The Smith and Kogod family donation to Smith Center announced Feb. 14 might have made headlines for its perceived impact on GW’s higher-profile basketball programs, but the influx of money will likely have an impact on more than just the teams that play on Tex Silverman Court.

Part of the planned upgrades to GW’s 32-year-old athletic facility includes an improved pool area, which is currently the home site for GW’s water polo and swimming and diving teams. The donation is the single largest in GW’s history and could affect the teams a great deal in the future. Specific details of the renovations to the pool have not been released.

Junior Amy Moren of the women’s water polo team said she felt that the most substantial improvement that could be made to Smith Center for the GW’s women’s water polo team would be making the pool deeper.

“It is a disadvantage to be able to stand (in the pool) because it is a turnover unless you are a goalie, so it would be more to our advantage as a team and especially to the taller players to have a deep, deep pool,” she said.

The GW men’s water polo team has faced the same struggles and sophomore John-Claude Wright said he would like the pool to be regulation size and similar to those of the team’s opponents.

“Regulation is a 30-meter, all-deep pool for water polo but we don’t have that and just play 25-meter shallow (on one side), deep (on the other side),” Wright said.

Aside from the detriments of the pool, Wright and head coach Scott Reed said they believe there could also be some improvements made to the workout facilities at the Smith Center that would benefit the team.
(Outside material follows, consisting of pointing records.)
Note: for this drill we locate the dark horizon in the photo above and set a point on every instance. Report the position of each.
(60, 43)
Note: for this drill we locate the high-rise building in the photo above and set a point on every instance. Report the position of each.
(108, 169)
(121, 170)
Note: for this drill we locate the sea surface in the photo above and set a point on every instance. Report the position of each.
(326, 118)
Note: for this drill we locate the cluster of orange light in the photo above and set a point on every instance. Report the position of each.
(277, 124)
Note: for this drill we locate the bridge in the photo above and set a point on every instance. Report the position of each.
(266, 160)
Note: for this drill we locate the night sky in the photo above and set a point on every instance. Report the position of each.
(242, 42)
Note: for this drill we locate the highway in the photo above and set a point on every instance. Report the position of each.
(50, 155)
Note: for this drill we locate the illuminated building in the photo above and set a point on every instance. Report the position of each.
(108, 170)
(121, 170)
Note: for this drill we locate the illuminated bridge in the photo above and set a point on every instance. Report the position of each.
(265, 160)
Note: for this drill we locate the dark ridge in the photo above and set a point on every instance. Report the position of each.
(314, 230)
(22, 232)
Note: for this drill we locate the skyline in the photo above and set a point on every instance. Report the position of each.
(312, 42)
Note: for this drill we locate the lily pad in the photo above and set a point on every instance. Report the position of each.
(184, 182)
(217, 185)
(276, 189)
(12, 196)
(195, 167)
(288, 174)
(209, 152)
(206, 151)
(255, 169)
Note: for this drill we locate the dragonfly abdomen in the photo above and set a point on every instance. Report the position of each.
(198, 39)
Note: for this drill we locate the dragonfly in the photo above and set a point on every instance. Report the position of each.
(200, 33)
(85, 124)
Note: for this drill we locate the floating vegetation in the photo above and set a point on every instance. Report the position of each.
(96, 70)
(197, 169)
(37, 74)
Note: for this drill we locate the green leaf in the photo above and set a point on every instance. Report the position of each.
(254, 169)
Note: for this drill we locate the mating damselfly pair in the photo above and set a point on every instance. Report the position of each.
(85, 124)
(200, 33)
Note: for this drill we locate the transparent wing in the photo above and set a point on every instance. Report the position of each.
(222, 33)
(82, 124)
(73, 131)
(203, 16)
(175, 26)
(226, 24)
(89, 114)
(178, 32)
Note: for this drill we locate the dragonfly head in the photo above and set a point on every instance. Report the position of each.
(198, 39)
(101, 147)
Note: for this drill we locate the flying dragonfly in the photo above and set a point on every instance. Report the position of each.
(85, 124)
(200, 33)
Reed said he does not consider the current facilties to be at the Division I level, and added that the school needs to upgrade a lot of things, like the weight and training rooms.

Moren said she recognizes the responsibility of the athletes to capitalize on what the new facilities may bring.

“If they’re willing to donate money to help us build our athletics, (we should) perform well and represent the school well,” Moren said.